In Hays v. Commonwealth of Kentucky, 171 Ky. 291, the alleged drunkenness of the defendant was the defense particularly relied on to excuse the crime charged, yet we held that the failure of the trial court to give an instruction submitting that ground of defense to the determination of the jury was not reversible error, in doing which we, in part, said:

“We do not think the evidence in this pase was sufficient to support an instruction on the subject of drunkenness. It is true the defendant testified that he was drunk, but, as said in Brennon v. Commonwealth, 169 Ky. 815, ‘there is a large difference between being drunk and being drunk to such an extent as not to know the acts one commits or their quality.’ The defendant may have been drunk, but, nevertheless, judging from his evidence, he knew everything that he did as well as the things that he did not do, and attempted to establish by his evidence every fact necessary to show his innocence of the crime charged. ... A criminal who has sufficient mind and memory to give a connected narrative of everything that happened and to relate in detail all the facts and circumstances that might excuse his conduct, is not in a good position to insist that he was entitled to an instruction on the subject of drunkenness merely because he testifies he was drunk. The unsupported evidence of the defendant that he was merely drunk, when all the facts and circumstances in the case show that he was sober, will not entitle him to an instruction on this subject, nor will the failure to so instruct be prejudicial error. The defense of drunkenness as an excuse for crime is not looked on with much favor; and when a defendant undertakes to assert a defense like this he must support it by some evidence more than his mere word when his word is contradicted by his acts, which show that he was sober and not drunk.”

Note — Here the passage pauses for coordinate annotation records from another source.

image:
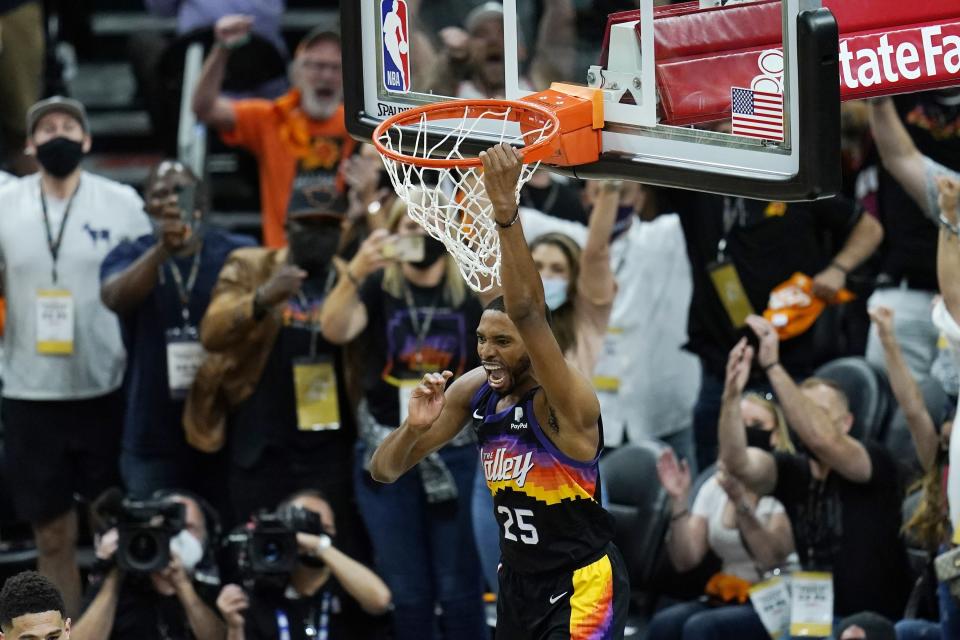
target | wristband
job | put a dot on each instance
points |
(259, 309)
(950, 228)
(352, 278)
(840, 268)
(513, 220)
(236, 44)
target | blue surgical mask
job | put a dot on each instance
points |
(555, 292)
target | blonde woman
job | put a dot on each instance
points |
(413, 314)
(749, 534)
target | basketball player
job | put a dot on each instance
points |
(538, 422)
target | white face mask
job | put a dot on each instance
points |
(555, 292)
(188, 549)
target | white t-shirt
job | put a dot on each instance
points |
(951, 331)
(646, 382)
(726, 542)
(103, 214)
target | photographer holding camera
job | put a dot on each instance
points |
(149, 592)
(325, 589)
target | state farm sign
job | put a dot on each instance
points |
(892, 62)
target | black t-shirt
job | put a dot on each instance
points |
(910, 237)
(393, 351)
(268, 418)
(144, 614)
(329, 608)
(767, 242)
(851, 529)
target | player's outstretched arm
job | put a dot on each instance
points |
(898, 152)
(568, 392)
(434, 418)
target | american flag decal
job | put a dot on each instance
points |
(757, 114)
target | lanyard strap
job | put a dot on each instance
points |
(185, 291)
(54, 245)
(734, 215)
(420, 330)
(318, 625)
(283, 625)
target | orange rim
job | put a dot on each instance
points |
(454, 109)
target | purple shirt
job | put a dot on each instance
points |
(195, 14)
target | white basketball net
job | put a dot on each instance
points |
(451, 203)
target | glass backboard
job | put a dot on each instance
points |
(741, 98)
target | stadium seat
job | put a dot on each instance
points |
(639, 506)
(898, 439)
(868, 392)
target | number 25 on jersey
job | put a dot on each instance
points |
(528, 532)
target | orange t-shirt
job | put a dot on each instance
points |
(299, 158)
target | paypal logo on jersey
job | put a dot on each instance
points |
(396, 45)
(502, 468)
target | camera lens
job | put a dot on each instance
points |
(271, 552)
(143, 549)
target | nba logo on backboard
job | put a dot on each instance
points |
(396, 45)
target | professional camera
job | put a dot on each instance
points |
(145, 529)
(267, 546)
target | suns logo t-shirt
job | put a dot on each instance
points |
(401, 343)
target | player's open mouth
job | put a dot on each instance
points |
(496, 374)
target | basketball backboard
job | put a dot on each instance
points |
(675, 80)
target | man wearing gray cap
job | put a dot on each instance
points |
(63, 358)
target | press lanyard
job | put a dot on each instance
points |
(184, 292)
(733, 216)
(420, 330)
(54, 245)
(314, 324)
(283, 625)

Clearly the facts of the instant case bring it safely within the rule stated in the opinion of the case, supra. Indeed, the facts here present a stronger reason for the application of the rule in question, for the showing made by appellant’s own acts and admission of the absence of the intoxication of which he claims to have been the victim at the time of the commission by him of the crime charged, is supplemented and supported by the witnesses for the Commonwealth. It therefore follows from what has been said, that the failure of the trial court to give the instruction respecting the defense of drunkenness was not error.

We find no prejudicial error in the admission or rejection of evidence by the trial court, and as, -in our opinion, the appellant obtained a fair trial in the court below, the judgment is affirmed.